If we see the universe to expand - an ordinary constant expansion, mainly electromagnetically driven from the Big Bang - then they observe the same universe as shrinking. Added to this we see an excess of vacuum particle creation, an accelerated enlarging of space between them and us, caused by the backward gravity of the excess of antimatter. They see an excess of vacuum particle disappearance added to their shrinking, an accelerated reduction of space due to the gravitational fields of their excess of matter (as they observe it) over antimatter. We see an accelerated expanding universe, they see an accelerated shrinking space.

 
When forward and backward galaxies would repel each other

- Another previous attempt -

For gravitation I considered the law that matter attract each other, antimatter attract each other, but matter and antimatter repel each other. (Let's call it a-r-a, from attracting-repelling-attracting). Is then an asymmetry in time building up?

Assume a collection of 2n galaxies, n bright, n dark, in a well-mixed distribution (not the node-filament structure we described above). We know the n bright galaxies all attract each other, when embedded in forward vacuum alone. The n dark galaxies also show attracting behavior to each other: in their own frame they certainly do and in the film of events played backward, as we observe them, the dark galaxies still will orbit each other.

When forward and backward galaxies would repel each other then a reasoning similar to page 1 of the storyline ELECTRIC NET FORCE IN REAL MATTER yields a surplus of n repulsions between the galaxies, making the universe to expand. And this is no longer time symmetric. Imagine in the well-mixed 2n galaxy distribution initially all galaxies are standing still relative to each other. Then the net repulsion gives the first pulse to expand. What is an expansion to us, will be a contraction to them. Well, what is a transition from standstill to movement (an acceleration) is a transition from movement to standstill for them. Which embodies a repulsion. So no, there is no direct time asymmetry apparent.

Or is it? The a-r-a law itself is invariant under time reversal, see item 1) at page 1 of storyline FORWARD BACKWARD TIME DIRECTION. But when the 2n galaxies start from standstill with respect to each other, then the first moment thereafter the net repulsion has to be set in motion. But in what time direction?
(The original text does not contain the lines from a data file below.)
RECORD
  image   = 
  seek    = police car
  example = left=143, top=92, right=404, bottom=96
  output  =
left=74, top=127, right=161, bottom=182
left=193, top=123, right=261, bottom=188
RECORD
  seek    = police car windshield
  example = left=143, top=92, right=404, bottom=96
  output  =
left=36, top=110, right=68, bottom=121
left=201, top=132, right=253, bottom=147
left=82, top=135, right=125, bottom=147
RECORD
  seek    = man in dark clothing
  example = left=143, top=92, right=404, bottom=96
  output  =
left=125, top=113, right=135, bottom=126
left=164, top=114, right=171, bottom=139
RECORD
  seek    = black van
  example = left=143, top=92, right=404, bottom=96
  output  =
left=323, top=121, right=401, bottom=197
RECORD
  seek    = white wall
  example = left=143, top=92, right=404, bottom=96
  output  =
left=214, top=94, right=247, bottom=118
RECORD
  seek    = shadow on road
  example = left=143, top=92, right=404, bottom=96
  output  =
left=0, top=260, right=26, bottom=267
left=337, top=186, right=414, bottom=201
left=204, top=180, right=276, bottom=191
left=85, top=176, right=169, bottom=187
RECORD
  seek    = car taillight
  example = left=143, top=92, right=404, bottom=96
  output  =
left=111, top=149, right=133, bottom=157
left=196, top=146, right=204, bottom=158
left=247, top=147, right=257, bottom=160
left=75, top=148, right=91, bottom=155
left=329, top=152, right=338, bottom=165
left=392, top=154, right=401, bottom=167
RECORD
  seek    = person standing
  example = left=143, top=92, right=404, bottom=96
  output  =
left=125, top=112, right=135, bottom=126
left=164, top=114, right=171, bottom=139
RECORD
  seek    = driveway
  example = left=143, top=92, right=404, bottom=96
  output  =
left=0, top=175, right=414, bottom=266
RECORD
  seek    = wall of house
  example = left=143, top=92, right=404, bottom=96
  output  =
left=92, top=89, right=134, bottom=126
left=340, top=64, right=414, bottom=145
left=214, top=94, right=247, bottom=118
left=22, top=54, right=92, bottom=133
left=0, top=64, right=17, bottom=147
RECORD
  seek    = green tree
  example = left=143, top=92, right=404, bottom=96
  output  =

It must be that in the forward time evolving parts of the universe (that's us) the repulsion sets in motion, while we see in the backward evolving parts a shrinkage has set in motion. While they consider it precisely the same but the other way around. They are the ones expanding while they see us contracting.

This is demanding to our imagination. In this site we don't go further on this way. As argued, a dark and a bright galaxy do not repel each other by gravitation. One should stop thinking in terms of attraction and repulsion. Dark galaxies cause space to grow, bright galaxies cause space to shrink. In symmetric mass distributions this tends to simulate neutrality - no force working.

And IF one structure tends to dominate by larger mass then it forces the other structure to obey to a larger extend the mechanics of the dominant one (see paragraph Dark and bright planets and stars of equal mass at previous page). A net attraction is expected between the dark and bright systems, in principle leading to a contraction of the whole (but much weaker than with forward dynamics alone, working on the same mass distribution of only masses, no antimatter). That is, the dominant one will observe the contraction, the other will observe it as an expansion. But mind, all contraction will come to a halt.

In a sense it is a pity matter and antimatter do not repel each other by gravity. If they would, then the dark galaxy cluster structures and bright galaxy structures would be kept apart firmly and I have serious doubts whether ever a representative of the human race will make it that far. But it would destroy the picture of the photon and the gluon consisting of a matter particle and an antimatter particle so close together they are within each others time borders and so become massless.

No, we don't go any further on that way.